Le beurre se fait en Barbarie, en mettant le lait ou la crême dans une peau de bouc, suspendue d’un côté à l’autre de la tente, & en le battant des deux côtés uniformément. Ce mouvement occasionne une prompte séparation des parties onctueuses d’avec les parties séreuses. Voyages de Shaw, page 241. Ce n’a été que tard, que les Grecs ont eu connoissance du beurre : Homere, Théocrite, Euripide, & les autres poëtes n’en font aucune mention ; cependant ils parlent souvent du lait & du fromage : Aristote qui a recueilli beaucoup de choses sur le lait & le fromage, ne dit rien du tout du beurre. On lit dans Pline, que le beurre étoit un mets délicat chez les nations barbares, & qui distinguoit les riches des pauvres.

Les Romains ne se servoient du beurre qu’en remede, & jamais en aliment ; Scockius observe que c’est aux Hollandois que les habitans des Indes orientales doivent la connoissance du beurre ; qu’en

        1. Espagne on ne s’on servoit de son tems qu’en médicament

contre les ulceres ; & il ajoûte qu’il n’y a rien de meilleur pour blanchir les dents, que de les frotter avec du beurre.

Clement d’Alexandrie remarque que les anciens Chrétiens d’Egypte brûloient du beurre dans leurs lampes, sur leurs autels, au lieu d’huile ; & les Abyssiniens, suivant Godignus, conservent cette pratique. Dans les églises Romaines il étoit permis anciennement pendant les fêtes de Noël, de se servir de beurre au lieu d’huile, à cause de la grande consommation qui se faisoit de cette derniere dans d’autres usages.

Scockius écrivit un volume assez gros, de butiro & aversione casei, sur le beurre & sur l’aversion du fromage, où il traite de l’origine & des phénomenes du beurre. Il a recherché si le beurre étoit connu du tems d’Abraham, & si ce n’étoit pas le mets avec lequel il traita les Anges : il examine comment on le préparoit chez les Scythes, d’où viennent ses différentes couleurs ; il enseigne comment il faut lui donner sa couleur naturelle, le battre, le saler, le garder, &c. La partie du Suffolk, en Angleterre, qu’on appelle le haut Suffolk, est un terrein riche, tout employé à des laiteries ; elle passe encore pour fournir le meilleur beurre, & peut-être le plus mauvais fromage d’Angleterre : le beurre est mis en barrils, ou assaisonné dans des petites caques, & vendu à Londres, ou même envoyé aux Indes occidentales, d’où les voyageurs nous disent qu’on l’a quelquefois rapporté aussi bon qu’au départ.

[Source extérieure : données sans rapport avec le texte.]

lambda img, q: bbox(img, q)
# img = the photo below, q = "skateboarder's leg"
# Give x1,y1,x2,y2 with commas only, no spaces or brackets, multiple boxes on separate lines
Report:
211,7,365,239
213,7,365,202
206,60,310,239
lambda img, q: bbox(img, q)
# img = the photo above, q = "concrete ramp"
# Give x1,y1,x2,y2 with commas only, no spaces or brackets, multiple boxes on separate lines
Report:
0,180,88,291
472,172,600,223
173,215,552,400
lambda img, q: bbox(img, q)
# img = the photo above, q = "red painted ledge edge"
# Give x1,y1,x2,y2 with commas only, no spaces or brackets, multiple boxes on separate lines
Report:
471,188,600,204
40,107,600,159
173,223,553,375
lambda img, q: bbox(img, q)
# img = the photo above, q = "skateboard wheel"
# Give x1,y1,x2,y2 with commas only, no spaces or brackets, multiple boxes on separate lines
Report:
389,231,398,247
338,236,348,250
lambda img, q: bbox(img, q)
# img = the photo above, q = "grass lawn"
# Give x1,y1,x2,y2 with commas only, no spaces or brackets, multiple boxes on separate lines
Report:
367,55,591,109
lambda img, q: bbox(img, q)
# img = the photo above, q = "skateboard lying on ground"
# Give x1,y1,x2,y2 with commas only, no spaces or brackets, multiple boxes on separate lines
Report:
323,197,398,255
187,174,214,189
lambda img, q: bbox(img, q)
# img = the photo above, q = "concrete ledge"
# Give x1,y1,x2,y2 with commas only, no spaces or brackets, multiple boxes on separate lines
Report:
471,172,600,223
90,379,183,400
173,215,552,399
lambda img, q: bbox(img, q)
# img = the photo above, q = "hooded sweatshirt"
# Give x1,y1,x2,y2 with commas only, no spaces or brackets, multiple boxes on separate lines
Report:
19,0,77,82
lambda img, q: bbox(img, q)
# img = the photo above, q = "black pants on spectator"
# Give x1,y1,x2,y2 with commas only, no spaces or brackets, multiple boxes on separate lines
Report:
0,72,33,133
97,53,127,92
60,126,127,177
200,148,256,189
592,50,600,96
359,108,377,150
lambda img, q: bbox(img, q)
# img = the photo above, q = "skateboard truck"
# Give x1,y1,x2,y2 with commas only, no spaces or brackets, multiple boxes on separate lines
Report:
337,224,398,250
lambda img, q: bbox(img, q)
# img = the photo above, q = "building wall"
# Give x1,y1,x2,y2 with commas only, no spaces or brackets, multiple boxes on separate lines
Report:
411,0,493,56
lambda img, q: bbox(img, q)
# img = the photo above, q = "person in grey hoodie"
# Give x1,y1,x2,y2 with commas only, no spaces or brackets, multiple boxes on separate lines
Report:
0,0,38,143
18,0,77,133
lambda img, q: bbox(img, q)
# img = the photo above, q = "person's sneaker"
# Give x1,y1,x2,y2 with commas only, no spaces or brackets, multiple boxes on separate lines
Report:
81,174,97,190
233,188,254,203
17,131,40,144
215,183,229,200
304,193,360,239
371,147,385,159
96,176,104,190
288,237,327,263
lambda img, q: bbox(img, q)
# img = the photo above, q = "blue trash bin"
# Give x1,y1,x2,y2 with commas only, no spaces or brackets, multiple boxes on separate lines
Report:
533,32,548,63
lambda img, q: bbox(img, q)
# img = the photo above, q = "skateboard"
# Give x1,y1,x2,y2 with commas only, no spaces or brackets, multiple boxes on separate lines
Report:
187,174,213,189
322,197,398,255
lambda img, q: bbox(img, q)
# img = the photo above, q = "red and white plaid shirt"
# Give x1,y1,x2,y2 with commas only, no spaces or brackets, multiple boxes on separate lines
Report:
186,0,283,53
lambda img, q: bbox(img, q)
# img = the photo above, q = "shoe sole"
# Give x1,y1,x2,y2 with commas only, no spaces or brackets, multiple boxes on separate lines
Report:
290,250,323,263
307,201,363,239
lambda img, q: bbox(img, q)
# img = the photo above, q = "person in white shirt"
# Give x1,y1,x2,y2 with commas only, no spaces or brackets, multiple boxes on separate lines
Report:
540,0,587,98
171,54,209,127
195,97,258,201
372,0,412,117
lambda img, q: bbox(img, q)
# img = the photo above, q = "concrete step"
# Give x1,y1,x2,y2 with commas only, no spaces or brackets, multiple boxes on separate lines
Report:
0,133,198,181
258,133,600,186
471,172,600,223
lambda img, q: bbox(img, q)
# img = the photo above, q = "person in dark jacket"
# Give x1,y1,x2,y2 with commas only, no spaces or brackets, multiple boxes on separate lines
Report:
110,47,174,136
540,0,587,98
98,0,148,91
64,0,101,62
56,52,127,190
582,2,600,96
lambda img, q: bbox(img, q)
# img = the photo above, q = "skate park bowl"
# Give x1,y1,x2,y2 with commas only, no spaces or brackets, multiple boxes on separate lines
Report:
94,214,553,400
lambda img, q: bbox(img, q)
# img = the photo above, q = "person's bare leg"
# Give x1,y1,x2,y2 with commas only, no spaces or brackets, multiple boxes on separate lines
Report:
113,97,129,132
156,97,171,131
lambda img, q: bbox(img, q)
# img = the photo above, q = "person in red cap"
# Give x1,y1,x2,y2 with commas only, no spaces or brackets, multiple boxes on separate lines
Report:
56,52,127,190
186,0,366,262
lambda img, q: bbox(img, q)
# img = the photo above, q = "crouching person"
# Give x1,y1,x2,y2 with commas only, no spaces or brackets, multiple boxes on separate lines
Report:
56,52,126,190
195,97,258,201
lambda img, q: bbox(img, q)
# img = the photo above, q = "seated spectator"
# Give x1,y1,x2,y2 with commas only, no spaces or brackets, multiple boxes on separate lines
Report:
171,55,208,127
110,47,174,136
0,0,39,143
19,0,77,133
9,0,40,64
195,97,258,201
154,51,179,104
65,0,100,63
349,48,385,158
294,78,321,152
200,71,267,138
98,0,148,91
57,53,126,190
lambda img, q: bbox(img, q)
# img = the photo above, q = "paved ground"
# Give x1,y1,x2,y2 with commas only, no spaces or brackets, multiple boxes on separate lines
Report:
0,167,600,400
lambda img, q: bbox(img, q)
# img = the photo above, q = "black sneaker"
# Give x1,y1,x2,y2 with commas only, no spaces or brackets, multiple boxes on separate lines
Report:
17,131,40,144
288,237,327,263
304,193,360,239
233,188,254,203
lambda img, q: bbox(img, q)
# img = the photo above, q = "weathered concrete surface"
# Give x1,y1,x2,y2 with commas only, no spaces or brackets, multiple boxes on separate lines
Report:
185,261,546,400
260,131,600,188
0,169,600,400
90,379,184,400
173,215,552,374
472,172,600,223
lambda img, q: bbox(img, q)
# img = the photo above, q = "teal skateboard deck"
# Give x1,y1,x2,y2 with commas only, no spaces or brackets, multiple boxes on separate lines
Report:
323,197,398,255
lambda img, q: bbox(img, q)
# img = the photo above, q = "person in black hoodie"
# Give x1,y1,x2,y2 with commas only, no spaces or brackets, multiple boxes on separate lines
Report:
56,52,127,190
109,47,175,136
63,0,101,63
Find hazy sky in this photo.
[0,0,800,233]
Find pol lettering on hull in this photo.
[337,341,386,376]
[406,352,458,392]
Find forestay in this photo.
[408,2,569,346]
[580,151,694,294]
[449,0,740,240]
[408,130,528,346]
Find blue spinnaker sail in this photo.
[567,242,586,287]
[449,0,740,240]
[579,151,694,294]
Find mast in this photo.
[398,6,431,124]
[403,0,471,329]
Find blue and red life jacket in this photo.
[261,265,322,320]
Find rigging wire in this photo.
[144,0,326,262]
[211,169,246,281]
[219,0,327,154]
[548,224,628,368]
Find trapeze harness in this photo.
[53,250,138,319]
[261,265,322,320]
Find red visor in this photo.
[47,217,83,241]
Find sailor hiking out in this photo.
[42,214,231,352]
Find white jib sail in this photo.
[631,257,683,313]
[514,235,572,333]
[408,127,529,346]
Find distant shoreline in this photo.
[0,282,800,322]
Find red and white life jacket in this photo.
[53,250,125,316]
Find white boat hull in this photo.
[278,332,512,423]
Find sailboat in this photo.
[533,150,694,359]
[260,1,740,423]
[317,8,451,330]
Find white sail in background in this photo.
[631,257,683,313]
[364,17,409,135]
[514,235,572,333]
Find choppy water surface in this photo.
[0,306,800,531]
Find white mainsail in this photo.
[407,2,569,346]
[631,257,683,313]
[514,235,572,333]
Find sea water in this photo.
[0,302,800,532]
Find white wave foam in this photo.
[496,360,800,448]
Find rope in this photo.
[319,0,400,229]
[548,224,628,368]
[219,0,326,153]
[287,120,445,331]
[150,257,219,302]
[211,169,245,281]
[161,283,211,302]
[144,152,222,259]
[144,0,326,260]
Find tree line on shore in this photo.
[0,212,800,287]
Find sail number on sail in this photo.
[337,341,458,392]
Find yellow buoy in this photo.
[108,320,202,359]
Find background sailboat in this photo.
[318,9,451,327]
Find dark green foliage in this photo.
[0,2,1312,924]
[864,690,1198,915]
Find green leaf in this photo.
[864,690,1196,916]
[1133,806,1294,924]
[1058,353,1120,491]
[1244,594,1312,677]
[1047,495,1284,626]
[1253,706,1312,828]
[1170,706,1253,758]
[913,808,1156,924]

Voici la maniere dont on fait le beurre dans nos campagnes : quand le lait est refroidi & un peu reposé, on en va lever la creme avec une grande cueillere bien nette, & on la met dans un pot jusqu’à ce qu’on l’employe. Pour faire le beurre, on jette la creme dans une baratte, voyez Baratte. Il faut que la baratte soit bien lavée : on bat cette creme avec la batte-beurre, jusqu’à ce qu’elle s’épaississe. S’il arrive que les grandes chaleurs l’empêchent de prendre promptement ; alors tirez une vache, & jettez de son lait chaud une juste quantité dans la baratte ; ou, si vous êtes en hyver, approchez un peu la baratte du feu tandis que vous battrez. Il y en a qui pensent que la creme prend plus promptement, si l’on met dans la baratte une piece d’argent. Quand le beurre sera bien fait & bien lavé avec de l’eau, on le serrera dans un lieu propre & frais.

Le beurre du mois de Mai est le plus estimé & le meilleur ; celui qu’on fait en été entre les deux Notre-Dame, vient après : celui du commencement de l’automne est moins bon que les précédens ; mais il vaut mieux que celui qui se fait plus tard. Il faut le choisir d’une odeur & d’une saveur douce : quant à la couleur, il faut qu’elle soit jaune, mais d’une jaune peu foncé.

On a deux sortes de beurre : le salé & le fondu. Pour saler le beurre, prenez-en deux livres à la fois ; étendez-le avec un rouleau sur une table bien nette ; saupoudrez-le de sel bien égrugé ; pliez-le en trois ou quatre ; pétrissez-le bien ; étendez-le de nouveau ; salez une seconde fois & pétrissez ; goûtez-le ensuite, & s’il vous paroît assez salé, prenez un pot de grès, couvrez le fond de sel, mettez y votre beurre, & fermez votre pot avec un autre lit de sel ; ou faites une saumure de sel fondu dans l’eau, & versez-la dessus ; renouvellez de tems en tems cette saumure ; mettez sur cette saumure quelques doubles de papier, & placez votre pot dans un lieu frais.

Pour faire fondre le beurre, il faut le mettre dans un chaudron, sur un feu clair & moderé ; le faire bouillir jusqu’à ce qu’il soit cuit ; l’écumer, & le verser dans des pots de grès. Il se gardera pendant deux ans entiers, quoiqu’on n’y ait point mis de sel.

La Bretagne est celle de nos provinces qui passe pour fournir le meilleur beurre. Il nous vient dans de petits pots de terre grise, couvert d’un lit de sel blanc.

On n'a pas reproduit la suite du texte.